Friday, January 5, 2018

When the 'sleeping dogs' grow restless

Unsplash.com: Michael Mroczek
When you grow up knowing your mother's partner, your air-quotes dad, isn't actually your father,

It's kind of like being adopted.

But not really.

Because growing up with your mother and siblings

Is not like being adopted.

When you finally meet the paternal side of your DNA, at age 14,

It's like a birth parent reunion.

Except, you've known who he was all along.

You went to school with your cousins.

And you knew it.

And they knew it.

When trauma enters that newfound parent-child relationship,

It's like death of a family.

Especially when the book finally closes shut for decades on that brief chapter.

Except, when social media allows you to look them up, see pictures of your then-toddler brothers all grown up and pushing 30,

You know.

It's not really like they're dead.

They are quite alive.

Without you.

Are you dead to them?

Do they remember?

Wondering what half of your medical history is can be,

Like being adopted.

So much unknown.

But you know.

Exactly how to reach them,

Should you have the desire.

But that's the question,

Do you desire to know and be known,

More than you are comforted by the insulating comfort distance affords?

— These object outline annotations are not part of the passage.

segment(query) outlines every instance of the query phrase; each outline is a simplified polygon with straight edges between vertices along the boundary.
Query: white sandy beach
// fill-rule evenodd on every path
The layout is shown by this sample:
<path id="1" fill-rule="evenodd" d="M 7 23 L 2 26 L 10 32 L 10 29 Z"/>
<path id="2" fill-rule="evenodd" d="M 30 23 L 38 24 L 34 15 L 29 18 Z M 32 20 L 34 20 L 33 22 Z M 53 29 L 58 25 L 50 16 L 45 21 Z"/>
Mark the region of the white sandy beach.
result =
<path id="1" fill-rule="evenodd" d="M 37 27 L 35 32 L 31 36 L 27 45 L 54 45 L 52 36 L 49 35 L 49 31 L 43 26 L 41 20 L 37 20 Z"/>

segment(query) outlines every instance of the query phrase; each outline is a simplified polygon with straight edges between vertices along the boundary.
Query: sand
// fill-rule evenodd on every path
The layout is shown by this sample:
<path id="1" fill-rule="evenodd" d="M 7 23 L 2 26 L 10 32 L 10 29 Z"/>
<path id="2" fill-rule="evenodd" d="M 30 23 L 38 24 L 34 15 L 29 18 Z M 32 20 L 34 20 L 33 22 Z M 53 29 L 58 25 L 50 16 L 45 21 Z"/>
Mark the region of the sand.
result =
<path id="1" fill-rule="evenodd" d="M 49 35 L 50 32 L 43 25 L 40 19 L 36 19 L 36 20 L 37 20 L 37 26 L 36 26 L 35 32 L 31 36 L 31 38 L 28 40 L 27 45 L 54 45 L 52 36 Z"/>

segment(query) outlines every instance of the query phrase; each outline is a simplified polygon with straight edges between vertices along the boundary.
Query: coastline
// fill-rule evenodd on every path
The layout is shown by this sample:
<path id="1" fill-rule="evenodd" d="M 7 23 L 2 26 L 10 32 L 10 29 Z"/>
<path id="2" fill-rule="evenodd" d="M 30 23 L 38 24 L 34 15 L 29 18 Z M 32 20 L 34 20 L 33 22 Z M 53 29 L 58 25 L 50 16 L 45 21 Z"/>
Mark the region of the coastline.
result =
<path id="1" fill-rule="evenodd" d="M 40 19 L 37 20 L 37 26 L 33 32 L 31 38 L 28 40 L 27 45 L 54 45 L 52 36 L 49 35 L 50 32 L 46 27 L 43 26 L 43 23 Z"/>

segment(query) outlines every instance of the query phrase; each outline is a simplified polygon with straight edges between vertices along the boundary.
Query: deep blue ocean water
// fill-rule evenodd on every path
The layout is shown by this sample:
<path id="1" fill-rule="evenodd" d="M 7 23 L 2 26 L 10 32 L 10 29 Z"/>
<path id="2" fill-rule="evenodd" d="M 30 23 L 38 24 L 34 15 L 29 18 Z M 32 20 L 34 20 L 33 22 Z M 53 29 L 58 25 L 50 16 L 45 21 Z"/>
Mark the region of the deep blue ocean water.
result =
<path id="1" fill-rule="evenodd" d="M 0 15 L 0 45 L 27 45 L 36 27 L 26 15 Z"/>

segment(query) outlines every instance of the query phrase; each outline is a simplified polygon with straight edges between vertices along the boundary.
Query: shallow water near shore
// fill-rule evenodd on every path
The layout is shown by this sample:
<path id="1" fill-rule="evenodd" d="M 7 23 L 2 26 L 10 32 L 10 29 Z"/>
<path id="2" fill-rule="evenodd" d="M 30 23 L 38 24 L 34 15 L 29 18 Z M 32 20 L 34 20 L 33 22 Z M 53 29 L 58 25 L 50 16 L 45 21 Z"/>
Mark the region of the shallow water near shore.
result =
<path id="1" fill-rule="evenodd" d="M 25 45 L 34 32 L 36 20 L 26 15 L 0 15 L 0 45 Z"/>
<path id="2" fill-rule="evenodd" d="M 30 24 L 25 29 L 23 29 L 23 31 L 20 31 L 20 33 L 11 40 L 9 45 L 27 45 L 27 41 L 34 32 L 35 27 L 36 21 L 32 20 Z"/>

Is the wondering insufferable to the point you must act?

Or is the bliss of ignorance prized enough that these passing fancies of curiosity will be sated with a glimpse of your child's bone structure staring back at you through a screen?

Almost 25 years ago, I met them.

Nearly 17 years ago, the book of our relationship closed, both covers gradually moving a mutual direction toward the closure.

And yet, a niggling curiosity will awaken.

I don't always know why, but sometimes it isn't very easy to let the sleeping dogs lie.